What does VCS have to do with terraform?
This is a class about terraform. Why are we wasting our time on Git?
So say instead of HTML you want to deploy config changes to a cluster. You can do it by hand. You try something make a change. It doesn't work. You make another change. The changes stack up and you have no idea where you started or the path to get you to the current state. Want to reproduce it on a fresh system? Good luck! Instead of hammering at it by hand with terraform we can describe what the desired state of the changes are. We can then commit that into VCS so that we can track it, make changes and ultimately update it. Need to setup the same thing in a different region? No problem!
VCS is the tooling that supports IaC model (Infrastructure a code)
What is Git
Git is a distributed version control system designed to handle everything from small to very large projects with speed and efficiency. It allows multiple developers to work on a project simultaneously without interfering with each other.
Key Features of Git
- Distributed: Every developer has a full copy of the repository, including the entire history of changes.
- Performance: Git is designed to be fast, even for large projects.
- Branching and Merging: Git makes it easy to create branches for new features and merge them back into the main codebase.
How is Git Related to GitHub?
GitHub is a web-based platform that uses Git for version control. It provides a collaborative environment for developers to work on projects together. GitHub adds several features on top of Git, including:
- Repositories: Centralized locations where the codebase is stored.

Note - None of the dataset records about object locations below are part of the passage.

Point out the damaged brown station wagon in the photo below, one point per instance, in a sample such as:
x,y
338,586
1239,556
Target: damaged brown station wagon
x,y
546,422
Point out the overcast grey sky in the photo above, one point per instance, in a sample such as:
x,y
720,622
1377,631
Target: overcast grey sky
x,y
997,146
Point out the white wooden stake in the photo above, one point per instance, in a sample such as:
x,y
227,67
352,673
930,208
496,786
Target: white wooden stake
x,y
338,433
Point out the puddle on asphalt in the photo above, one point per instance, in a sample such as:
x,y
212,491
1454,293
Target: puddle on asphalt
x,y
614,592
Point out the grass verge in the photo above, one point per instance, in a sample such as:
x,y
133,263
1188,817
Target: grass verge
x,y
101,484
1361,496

- Pull Requests: A way to propose changes to the codebase and discuss them with other developers.
- Issues: A system for tracking bugs and feature requests.

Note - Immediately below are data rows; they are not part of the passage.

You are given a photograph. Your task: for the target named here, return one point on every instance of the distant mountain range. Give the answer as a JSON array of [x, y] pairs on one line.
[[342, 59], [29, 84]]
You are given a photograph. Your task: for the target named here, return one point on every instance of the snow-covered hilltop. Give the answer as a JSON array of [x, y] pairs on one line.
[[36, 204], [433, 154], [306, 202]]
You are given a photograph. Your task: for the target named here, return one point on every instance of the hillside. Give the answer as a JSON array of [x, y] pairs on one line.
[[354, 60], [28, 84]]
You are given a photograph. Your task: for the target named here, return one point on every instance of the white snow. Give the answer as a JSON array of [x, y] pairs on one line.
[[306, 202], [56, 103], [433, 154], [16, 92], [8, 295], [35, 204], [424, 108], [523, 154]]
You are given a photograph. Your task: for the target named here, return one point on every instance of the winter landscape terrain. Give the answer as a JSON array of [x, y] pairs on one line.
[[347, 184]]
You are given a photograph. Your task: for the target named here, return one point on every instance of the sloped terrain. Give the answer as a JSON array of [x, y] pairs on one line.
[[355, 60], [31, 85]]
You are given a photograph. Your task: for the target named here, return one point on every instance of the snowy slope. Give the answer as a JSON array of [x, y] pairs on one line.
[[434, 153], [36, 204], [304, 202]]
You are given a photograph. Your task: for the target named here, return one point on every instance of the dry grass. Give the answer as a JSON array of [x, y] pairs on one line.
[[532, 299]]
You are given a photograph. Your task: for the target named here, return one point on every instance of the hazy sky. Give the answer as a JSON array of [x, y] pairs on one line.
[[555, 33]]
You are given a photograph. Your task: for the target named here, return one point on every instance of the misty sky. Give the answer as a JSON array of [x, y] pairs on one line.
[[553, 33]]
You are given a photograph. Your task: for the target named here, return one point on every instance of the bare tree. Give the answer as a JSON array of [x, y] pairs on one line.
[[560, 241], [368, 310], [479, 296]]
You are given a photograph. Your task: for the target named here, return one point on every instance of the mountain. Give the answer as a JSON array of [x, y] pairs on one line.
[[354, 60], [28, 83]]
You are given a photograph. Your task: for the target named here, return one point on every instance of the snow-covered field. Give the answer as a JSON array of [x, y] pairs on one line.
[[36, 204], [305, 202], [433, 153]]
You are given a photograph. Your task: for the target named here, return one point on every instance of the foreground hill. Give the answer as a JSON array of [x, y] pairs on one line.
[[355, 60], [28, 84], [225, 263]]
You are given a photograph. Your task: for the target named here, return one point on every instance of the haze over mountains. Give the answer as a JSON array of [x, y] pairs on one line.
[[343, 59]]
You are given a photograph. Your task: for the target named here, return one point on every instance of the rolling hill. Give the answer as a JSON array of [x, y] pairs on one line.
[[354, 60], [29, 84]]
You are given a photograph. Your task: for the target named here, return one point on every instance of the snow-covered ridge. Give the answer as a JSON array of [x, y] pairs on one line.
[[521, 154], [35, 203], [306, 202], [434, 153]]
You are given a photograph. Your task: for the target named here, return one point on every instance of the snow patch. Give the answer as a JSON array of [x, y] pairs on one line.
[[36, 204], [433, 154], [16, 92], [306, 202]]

- Actions: Automated workflows for building, testing, and deploying code.
Using Git and GitHub Together
- Create a Repository: Start by creating a repository on GitHub.

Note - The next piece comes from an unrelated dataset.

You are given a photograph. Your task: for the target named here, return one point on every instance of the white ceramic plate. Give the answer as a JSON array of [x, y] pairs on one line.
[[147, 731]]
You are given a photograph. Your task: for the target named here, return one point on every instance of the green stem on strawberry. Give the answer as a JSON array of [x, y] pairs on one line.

- Clone the Repository: Use Git to clone the repository to your local machine.
- Make Changes: Edit the code on your local machine.
- Commit Changes: Use Git to commit your changes to the local repository.
- Push Changes: Push your changes to the GitHub repository.
- Collaborate: Use pull requests and issues to collaborate with other developers.
What is Git Not Good For?
While Git is a powerful and versatile version control system, it has some limitations and scenarios where it may not be the best choice:
Large Binary Files
- Inefficient Storage: Git is optimized for text files and source code. It does not handle large binary files efficiently, as it stores the entire file for each version, leading to large repository sizes.
- Performance Issues: Working with large binary files can slow down Git operations like cloning, fetching, and pushing.
- Merge Conflicts: Git's merge capabilities are optimized for text files. Binary files and other non-mergeable files can lead to frequent and difficult-to-resolve merge conflicts.
- Limited Diffing: Git's diffing and merging tools are less effective with binary files, making it harder to understand changes and resolve conflicts.
Monorepo Repositories
- Complexity: Managing very large cross team repositories
monorepos
with many unrelated projects can become complex and unwieldy. - Performance: Operations like cloning and checking out branches can become slow in very large repositories.
Conclusion
Git is a great tool for teams and even individuals to track their code over time and maintain it for reproducible results.